Al otro lado del charco, el litoral argentino lleva rasgos de esa piel. Corrientes y Misiones, pero sobre todo Entre Ríos viven también como un reto cada verano. En Concordia, Gualeguay, Concepción del Uruguay y en particular Gualeguaychú (y su corsódromo para 35 mil espectadores), la cosa va en serio. "Es una rueda indetenible, porque al otro día del desfile ya se comienza a pensar en la presentación del año siguiente", dice Karime Assi, una joven carrocera entrerriana del movimiento estudiantil que acaba de cumplir 19 años. Esa fiesta de música, colores y comparsas se completa con el otro elemento sustancial: "Si no se baila, no hay carnaval", dice.
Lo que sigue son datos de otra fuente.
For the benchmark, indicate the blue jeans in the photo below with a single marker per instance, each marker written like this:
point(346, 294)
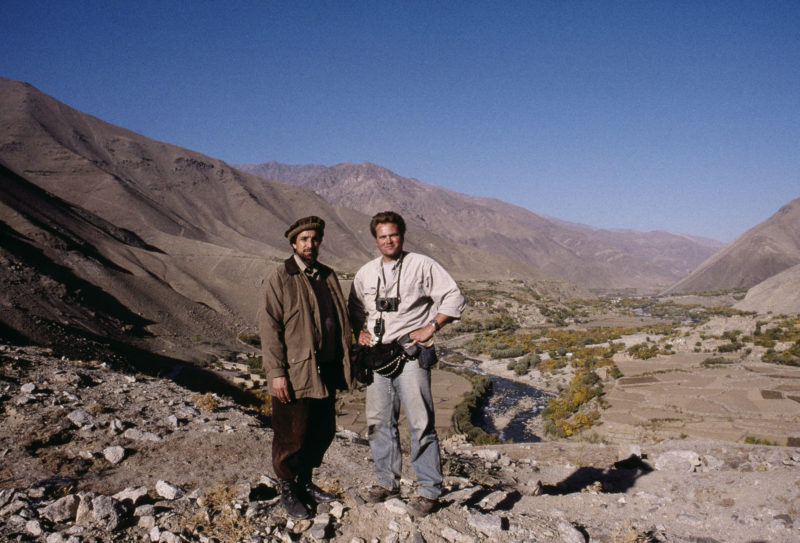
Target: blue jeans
point(412, 389)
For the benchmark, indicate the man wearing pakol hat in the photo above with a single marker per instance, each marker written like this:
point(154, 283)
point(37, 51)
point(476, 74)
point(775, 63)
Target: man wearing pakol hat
point(305, 338)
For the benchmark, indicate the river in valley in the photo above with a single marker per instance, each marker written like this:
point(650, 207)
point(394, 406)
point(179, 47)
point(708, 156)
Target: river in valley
point(511, 409)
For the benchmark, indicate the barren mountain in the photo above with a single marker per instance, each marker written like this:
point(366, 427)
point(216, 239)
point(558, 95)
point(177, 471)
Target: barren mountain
point(595, 258)
point(778, 294)
point(763, 251)
point(120, 238)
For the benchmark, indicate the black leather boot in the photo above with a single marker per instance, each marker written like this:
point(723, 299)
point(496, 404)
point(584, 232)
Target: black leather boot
point(312, 491)
point(291, 501)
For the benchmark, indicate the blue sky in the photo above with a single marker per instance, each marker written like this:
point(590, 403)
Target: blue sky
point(676, 116)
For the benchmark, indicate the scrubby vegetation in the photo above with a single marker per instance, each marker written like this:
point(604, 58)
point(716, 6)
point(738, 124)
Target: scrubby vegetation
point(465, 411)
point(568, 413)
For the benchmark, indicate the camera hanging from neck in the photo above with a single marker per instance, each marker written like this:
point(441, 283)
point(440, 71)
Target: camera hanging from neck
point(384, 303)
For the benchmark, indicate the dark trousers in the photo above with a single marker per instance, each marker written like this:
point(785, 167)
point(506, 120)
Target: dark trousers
point(303, 431)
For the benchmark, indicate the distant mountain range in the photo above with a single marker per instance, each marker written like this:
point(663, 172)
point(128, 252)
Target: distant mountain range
point(763, 251)
point(594, 258)
point(111, 237)
point(114, 237)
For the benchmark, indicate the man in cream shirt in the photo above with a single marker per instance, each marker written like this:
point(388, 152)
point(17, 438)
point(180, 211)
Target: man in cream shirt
point(407, 297)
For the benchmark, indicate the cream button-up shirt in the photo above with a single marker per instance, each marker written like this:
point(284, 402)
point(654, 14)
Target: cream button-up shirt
point(425, 289)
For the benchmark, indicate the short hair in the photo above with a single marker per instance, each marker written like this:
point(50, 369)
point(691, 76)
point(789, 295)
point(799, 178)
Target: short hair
point(384, 217)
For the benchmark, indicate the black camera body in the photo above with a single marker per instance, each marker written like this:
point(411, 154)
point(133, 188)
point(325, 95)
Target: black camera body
point(387, 305)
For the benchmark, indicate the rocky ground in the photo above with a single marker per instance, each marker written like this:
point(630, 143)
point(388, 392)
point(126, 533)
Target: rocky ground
point(92, 451)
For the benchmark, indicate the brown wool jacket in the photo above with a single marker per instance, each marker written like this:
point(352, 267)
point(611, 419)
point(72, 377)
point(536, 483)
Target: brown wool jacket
point(290, 329)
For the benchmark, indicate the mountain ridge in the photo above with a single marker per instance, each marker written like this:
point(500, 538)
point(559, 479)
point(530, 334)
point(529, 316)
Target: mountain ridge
point(600, 259)
point(176, 242)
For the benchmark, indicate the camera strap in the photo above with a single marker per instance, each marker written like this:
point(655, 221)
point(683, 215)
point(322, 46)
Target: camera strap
point(378, 290)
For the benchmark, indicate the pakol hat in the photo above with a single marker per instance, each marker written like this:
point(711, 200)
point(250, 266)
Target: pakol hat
point(306, 223)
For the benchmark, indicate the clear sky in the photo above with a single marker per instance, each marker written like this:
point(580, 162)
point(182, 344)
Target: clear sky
point(681, 116)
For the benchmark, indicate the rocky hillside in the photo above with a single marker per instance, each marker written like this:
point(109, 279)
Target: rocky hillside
point(595, 258)
point(96, 451)
point(780, 294)
point(763, 251)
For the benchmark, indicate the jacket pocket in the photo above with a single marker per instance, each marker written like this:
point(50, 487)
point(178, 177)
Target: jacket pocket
point(301, 372)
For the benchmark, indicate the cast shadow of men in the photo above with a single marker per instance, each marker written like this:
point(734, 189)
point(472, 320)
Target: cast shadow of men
point(618, 478)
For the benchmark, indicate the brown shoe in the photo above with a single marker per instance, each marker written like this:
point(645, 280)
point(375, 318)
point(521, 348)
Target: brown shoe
point(421, 506)
point(377, 493)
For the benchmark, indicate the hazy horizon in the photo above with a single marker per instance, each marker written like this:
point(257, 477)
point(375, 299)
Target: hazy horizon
point(639, 116)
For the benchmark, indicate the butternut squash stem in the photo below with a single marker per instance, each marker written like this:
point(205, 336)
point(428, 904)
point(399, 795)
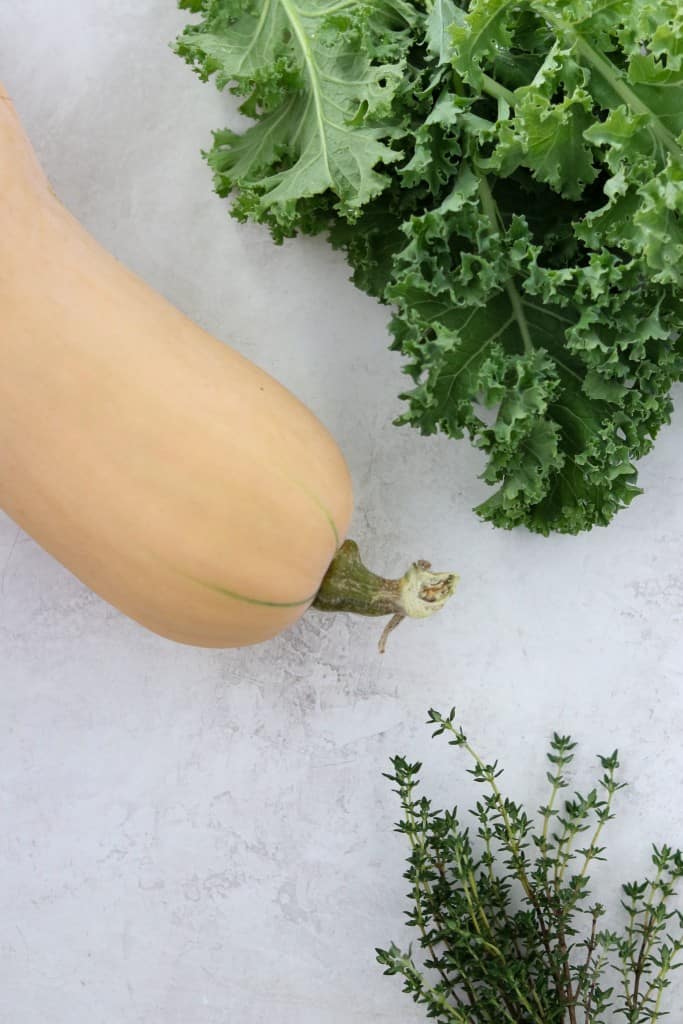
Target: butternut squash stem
point(349, 586)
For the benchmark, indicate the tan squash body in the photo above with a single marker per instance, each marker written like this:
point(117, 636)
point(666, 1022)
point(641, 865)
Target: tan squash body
point(171, 475)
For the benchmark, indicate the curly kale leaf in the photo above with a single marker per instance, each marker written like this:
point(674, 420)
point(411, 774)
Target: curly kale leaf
point(319, 83)
point(509, 178)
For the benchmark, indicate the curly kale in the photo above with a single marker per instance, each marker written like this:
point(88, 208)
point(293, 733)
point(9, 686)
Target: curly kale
point(508, 177)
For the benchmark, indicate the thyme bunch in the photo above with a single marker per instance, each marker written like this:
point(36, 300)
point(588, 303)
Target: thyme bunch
point(508, 931)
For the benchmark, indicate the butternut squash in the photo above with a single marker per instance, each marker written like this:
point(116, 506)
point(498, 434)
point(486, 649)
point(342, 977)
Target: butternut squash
point(175, 478)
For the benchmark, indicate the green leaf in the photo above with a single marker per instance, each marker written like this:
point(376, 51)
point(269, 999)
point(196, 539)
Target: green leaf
point(509, 178)
point(308, 71)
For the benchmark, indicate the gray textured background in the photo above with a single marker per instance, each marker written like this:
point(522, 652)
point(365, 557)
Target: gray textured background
point(195, 837)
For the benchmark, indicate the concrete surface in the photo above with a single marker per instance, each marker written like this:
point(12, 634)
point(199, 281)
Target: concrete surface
point(195, 837)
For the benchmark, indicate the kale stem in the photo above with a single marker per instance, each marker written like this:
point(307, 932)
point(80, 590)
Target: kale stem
point(491, 209)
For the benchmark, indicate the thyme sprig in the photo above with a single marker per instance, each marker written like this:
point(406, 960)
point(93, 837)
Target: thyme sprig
point(508, 931)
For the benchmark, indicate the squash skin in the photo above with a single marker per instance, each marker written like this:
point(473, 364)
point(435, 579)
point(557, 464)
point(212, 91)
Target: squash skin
point(170, 474)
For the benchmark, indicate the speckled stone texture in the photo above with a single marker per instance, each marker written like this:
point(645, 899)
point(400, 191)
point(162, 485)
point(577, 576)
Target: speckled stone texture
point(196, 837)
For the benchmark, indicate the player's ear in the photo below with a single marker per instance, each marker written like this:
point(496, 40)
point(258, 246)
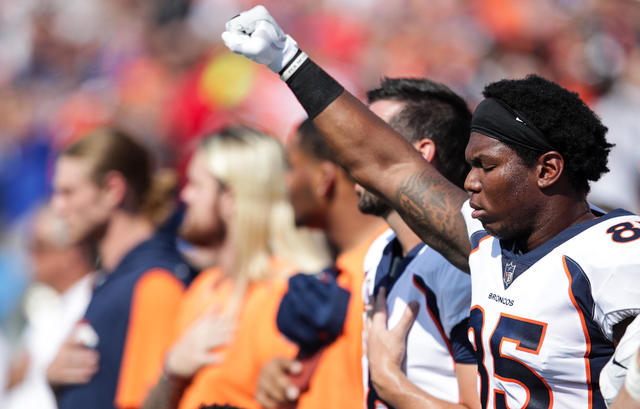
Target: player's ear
point(550, 167)
point(427, 148)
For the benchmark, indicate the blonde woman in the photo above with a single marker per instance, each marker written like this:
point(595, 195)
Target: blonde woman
point(236, 205)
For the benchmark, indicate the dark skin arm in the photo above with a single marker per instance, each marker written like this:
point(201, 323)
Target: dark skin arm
point(385, 163)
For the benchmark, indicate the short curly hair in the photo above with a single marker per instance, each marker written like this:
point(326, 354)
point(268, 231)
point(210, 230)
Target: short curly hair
point(566, 121)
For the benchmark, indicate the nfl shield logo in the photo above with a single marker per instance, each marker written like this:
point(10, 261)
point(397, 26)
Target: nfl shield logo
point(509, 271)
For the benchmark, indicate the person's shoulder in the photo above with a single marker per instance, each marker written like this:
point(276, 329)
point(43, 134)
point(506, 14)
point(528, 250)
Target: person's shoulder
point(615, 233)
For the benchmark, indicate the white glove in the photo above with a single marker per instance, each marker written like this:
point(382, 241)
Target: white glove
point(256, 35)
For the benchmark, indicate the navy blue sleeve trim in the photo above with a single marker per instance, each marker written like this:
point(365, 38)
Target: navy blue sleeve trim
point(463, 352)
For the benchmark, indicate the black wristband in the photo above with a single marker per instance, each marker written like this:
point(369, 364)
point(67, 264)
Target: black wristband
point(314, 88)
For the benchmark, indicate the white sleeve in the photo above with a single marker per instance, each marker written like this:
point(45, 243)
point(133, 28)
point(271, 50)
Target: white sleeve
point(454, 298)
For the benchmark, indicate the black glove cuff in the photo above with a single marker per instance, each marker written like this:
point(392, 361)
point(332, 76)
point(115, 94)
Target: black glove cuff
point(313, 87)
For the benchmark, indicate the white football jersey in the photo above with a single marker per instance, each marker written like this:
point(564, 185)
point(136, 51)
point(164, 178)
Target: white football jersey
point(443, 293)
point(542, 322)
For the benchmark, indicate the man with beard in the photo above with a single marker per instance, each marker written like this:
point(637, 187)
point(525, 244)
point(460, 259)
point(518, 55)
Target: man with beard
point(439, 367)
point(108, 197)
point(237, 208)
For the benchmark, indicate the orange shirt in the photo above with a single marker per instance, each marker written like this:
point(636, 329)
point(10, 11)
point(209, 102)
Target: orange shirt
point(234, 380)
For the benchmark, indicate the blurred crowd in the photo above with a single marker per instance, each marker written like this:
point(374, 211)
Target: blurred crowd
point(157, 69)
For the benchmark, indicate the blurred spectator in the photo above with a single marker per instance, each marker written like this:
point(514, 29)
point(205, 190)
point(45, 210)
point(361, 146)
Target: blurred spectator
point(53, 306)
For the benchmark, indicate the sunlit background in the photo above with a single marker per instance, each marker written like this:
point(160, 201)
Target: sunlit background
point(158, 69)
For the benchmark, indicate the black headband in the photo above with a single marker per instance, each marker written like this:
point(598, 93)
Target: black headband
point(495, 119)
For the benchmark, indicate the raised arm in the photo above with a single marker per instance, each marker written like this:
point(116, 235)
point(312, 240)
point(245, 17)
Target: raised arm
point(376, 156)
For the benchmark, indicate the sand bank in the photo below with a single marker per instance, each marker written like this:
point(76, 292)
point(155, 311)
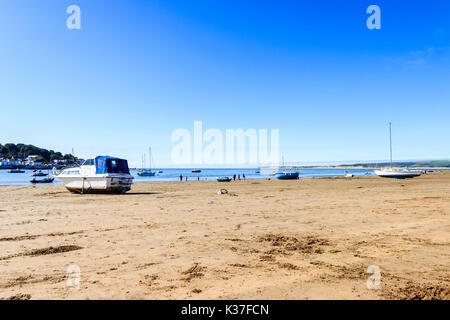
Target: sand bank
point(305, 239)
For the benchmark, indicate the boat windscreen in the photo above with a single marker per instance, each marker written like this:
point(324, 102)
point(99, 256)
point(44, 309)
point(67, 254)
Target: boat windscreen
point(117, 166)
point(111, 165)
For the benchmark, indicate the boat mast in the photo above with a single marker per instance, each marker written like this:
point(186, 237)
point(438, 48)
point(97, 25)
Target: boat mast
point(390, 141)
point(150, 156)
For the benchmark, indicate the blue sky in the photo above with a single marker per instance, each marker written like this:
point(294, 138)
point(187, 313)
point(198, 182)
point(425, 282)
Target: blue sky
point(137, 70)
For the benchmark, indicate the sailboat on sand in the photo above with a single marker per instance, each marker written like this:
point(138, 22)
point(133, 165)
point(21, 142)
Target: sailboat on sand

Regidos por la competencia entre comparsas, la fastuosidad de los carroceros y la sensualidad de las bailarinas, estos carnavales se diferencian enormemente de los del noroeste argentino, centrados en los entierros y desentierros del diablo, garante y álter ego de buenas y malas cosechas. Allí hay que embeberse en la chicha de maní, y bañarse en harina y albahaca, para que el diablito carnavalero no reconozca a nadie. Es, sin duda, un triunfo de los pueblos originarios el ligar su presencia a los tiempos de la tierra, y sus danzas, generalmente recitadas en quechua y con las cañas del siku, bailadas en ronda. En Buenos Aires, el carnaval comenzó a celebrarse en el 1600, mixturando el legado español con el candombe de los esclavos negros. Iniciado en casas particulares, se trasladó a los clubes barriales y posteriormente se instalaron los corsos callejeros, hasta que en 1900 se mezcló con las murgas, sumando características más grotescas y picarescas. Desde ese entonces, y sin tanta espiritualidad aparente, la práctica invita a divertirse, jugar con agua y espuma, y, claro, bailar.

¿Será entonces que en el cuerpo baila el alma? Y si es así, ¿bailan en ella las de quienes habitan nuestra sangre? Vale pensar entonces en la danza como tiempo ritual, tendiendo un puente invisible entre culturas y generaciones. Sudamérica baila entonces la vida de su pueblo, en el borde de la pena o del éxtasis, del desafío y del deseo, entre sus historias y sus dioses. Baila, baila para ser.